A list of Governor’s Distinguished Improvement Award recipients for the 2009-10 school year is at www.cde.state.co....>
Steamboat Springs The rate at which Soroco High School students are progressing academically year after year is among the top 8 percent of Colorado K-12 schools.
Colorado Department of Education Commissioner Robert K. Hammond wrote in a letter to Principal Dennis Alt last month that Soroco was selected to receive a Governor’s Distinguished Improvement Award for the 2009-10 school year. The award recognizes schools with the highest rates of student longitudinal growth on Colorado State Assessment Program tests.
“I think it shows how hard the students and teachers have been working and how excellent our teaching staff is to have growth rates that high,” Alt said. “Our growth (rates) have been phenomenal the last two years of CSAP scores.”
Department of Education spokeswoman Megan McDermott said in an email that the award was just revealed publicly. She said the award, which recognizes growth for a three-year period, was established by statute in 2000.

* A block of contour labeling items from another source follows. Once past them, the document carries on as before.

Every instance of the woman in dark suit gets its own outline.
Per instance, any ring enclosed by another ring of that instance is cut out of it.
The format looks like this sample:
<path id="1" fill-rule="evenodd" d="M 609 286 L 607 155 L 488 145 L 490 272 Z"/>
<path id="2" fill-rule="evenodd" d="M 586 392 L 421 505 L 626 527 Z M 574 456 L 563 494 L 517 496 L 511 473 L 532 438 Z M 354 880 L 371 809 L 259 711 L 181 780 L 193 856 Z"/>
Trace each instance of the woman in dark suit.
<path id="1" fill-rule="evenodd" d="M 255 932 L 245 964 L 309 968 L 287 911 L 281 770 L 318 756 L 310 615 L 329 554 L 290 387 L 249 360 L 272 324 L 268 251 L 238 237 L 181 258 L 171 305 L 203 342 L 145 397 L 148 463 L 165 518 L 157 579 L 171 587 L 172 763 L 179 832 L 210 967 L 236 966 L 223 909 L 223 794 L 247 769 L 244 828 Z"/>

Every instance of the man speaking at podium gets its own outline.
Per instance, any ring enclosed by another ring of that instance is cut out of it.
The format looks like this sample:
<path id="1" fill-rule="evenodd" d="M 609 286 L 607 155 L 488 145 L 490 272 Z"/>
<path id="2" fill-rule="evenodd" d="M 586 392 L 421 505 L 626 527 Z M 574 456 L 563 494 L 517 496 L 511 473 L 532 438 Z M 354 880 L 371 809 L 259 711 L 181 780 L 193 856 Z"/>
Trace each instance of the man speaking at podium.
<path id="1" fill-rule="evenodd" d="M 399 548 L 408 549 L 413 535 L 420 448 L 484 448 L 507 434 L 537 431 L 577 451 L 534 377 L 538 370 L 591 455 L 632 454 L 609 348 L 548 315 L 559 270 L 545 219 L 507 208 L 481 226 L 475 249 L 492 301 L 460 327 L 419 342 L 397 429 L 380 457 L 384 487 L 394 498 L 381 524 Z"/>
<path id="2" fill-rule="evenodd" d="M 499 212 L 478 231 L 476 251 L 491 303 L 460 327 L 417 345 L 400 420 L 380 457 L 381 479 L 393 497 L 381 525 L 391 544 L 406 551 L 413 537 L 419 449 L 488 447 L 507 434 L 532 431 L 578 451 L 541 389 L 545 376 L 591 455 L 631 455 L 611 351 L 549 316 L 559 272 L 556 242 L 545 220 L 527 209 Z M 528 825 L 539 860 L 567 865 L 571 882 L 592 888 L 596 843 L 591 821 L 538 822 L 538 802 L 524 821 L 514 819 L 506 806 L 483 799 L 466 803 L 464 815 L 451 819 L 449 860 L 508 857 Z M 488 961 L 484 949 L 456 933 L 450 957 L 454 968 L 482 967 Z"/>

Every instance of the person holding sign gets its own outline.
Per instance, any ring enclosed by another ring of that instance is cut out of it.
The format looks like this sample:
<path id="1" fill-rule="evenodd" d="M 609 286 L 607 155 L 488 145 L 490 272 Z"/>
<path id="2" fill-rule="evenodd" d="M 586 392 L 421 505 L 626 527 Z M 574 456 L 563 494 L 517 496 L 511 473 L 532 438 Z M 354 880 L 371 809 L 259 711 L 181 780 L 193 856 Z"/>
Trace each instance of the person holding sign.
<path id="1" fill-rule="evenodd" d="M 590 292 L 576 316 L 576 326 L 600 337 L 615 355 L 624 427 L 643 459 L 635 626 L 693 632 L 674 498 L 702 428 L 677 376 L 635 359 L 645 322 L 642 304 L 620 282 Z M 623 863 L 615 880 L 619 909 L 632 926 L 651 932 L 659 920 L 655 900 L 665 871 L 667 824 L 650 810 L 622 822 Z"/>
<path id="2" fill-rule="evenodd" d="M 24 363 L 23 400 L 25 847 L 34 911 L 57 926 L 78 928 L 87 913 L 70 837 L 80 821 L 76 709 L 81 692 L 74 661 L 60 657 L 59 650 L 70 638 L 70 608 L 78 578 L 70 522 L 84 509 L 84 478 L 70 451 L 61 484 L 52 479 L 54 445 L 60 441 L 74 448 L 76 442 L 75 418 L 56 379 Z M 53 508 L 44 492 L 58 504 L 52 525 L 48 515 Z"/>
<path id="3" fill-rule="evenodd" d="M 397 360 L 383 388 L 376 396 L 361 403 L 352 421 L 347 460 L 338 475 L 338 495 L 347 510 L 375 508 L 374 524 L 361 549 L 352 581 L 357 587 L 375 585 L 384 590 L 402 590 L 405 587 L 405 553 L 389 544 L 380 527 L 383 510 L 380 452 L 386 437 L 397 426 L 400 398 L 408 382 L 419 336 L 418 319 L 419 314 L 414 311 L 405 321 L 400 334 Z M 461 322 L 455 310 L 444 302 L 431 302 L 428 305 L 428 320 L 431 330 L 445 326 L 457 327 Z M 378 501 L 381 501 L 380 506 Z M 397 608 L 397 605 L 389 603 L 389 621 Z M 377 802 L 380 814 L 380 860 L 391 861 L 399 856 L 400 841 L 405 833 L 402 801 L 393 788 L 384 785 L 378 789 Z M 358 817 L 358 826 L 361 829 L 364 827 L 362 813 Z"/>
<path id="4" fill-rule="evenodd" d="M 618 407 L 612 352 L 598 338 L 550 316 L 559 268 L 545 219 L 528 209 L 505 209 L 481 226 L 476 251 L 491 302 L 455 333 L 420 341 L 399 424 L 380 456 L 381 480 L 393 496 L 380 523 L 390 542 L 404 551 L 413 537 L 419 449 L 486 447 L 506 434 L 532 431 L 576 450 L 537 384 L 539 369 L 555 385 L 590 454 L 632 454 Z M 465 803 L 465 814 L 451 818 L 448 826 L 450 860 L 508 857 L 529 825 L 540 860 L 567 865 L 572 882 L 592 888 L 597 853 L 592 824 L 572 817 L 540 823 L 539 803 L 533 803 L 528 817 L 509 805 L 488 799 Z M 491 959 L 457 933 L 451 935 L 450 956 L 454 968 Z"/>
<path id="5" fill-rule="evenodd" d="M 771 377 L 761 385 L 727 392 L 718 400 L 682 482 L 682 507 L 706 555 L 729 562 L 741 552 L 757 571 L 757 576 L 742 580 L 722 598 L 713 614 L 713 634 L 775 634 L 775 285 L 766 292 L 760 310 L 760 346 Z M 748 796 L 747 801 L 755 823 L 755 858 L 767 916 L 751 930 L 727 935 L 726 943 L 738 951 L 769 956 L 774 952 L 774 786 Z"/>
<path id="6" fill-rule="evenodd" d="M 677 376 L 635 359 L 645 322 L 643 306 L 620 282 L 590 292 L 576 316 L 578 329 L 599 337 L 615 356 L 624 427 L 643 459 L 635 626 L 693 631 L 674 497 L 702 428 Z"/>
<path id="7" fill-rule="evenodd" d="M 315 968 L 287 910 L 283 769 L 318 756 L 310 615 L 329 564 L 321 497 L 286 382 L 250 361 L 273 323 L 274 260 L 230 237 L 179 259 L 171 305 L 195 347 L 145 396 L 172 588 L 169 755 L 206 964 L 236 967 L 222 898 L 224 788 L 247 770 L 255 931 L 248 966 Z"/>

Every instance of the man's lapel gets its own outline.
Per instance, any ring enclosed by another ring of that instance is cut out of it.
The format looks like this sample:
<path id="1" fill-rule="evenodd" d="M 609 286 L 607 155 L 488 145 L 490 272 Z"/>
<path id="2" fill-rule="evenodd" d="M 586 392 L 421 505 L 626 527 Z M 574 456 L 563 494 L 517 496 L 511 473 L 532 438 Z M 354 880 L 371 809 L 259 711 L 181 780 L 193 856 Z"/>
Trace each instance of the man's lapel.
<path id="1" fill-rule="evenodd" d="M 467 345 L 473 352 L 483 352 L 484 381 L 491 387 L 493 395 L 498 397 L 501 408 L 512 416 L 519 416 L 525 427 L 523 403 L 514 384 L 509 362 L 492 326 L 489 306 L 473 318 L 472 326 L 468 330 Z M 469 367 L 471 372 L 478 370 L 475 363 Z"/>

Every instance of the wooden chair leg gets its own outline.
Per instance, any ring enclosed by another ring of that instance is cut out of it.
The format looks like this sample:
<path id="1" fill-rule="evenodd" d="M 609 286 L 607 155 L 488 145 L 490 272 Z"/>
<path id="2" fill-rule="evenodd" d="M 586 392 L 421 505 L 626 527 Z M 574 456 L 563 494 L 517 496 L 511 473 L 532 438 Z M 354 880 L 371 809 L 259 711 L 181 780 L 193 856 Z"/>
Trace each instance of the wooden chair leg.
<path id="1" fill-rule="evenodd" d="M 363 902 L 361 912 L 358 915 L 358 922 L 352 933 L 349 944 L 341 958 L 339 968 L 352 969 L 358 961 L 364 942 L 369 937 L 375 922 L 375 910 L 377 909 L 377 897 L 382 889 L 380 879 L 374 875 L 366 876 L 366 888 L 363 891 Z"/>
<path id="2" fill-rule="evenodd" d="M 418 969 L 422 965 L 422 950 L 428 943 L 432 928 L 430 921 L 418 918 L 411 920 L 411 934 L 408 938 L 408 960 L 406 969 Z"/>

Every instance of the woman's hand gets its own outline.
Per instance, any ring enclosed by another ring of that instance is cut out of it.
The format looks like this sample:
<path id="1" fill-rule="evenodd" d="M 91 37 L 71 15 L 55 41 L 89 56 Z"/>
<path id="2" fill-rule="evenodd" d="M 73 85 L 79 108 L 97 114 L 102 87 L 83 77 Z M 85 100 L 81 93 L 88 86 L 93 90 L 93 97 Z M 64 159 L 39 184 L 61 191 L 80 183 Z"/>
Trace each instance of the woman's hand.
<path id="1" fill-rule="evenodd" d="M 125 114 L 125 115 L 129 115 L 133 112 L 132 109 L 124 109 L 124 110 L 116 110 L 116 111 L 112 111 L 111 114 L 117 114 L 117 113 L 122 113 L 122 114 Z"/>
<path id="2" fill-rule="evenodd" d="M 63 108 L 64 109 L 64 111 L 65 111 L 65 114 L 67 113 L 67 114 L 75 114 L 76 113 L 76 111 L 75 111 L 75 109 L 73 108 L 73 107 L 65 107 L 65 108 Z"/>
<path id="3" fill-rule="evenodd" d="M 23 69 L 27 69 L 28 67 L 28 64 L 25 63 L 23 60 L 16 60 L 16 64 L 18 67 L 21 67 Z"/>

Citing the Department of Education’s Colorado Growth Model website, McDermott said growth is not judged in test score gains or losses, but student growth percentiles. She said a student’s test scores are a basis for growth calculations that are used to estimate growth percentiles, which are compared with similar students.
“This process can be understood as a comparison to members of a student’s academic peer group,” McDermott said in the email. “The Growth Model tells us which schools and districts produce the highest rates of growth in academic achievement. These schools or districts may not be ones with the highest test scores every year — growth level is completely independent of achievement level for individual students.”
McDermott’s explanation helps illustrate that although Soroco’s CSAP scores may not be as high as other schools’, the rate at which students have grown the past three years is positive.
Alt said Soroco’s teachers have been focusing on classroom instruction, calling it “sacred.” He said they’ve differentiated lessons to reach different students. Alt also said special attention has been paid to determine where students are positioned academically and what needs to be done to make sure they’re grasping material.
“I’ve only been on three staffs, but the quality of the staff here is phenomenal,” he said. “They’re really good teachers.”
Superintendent Scott Mader called the award significant.
“To have it with the limited number of schools in the state is outstanding,” he said.
Mader said the district would celebrate the award with high school students and staff, but an event hadn’t yet been planned.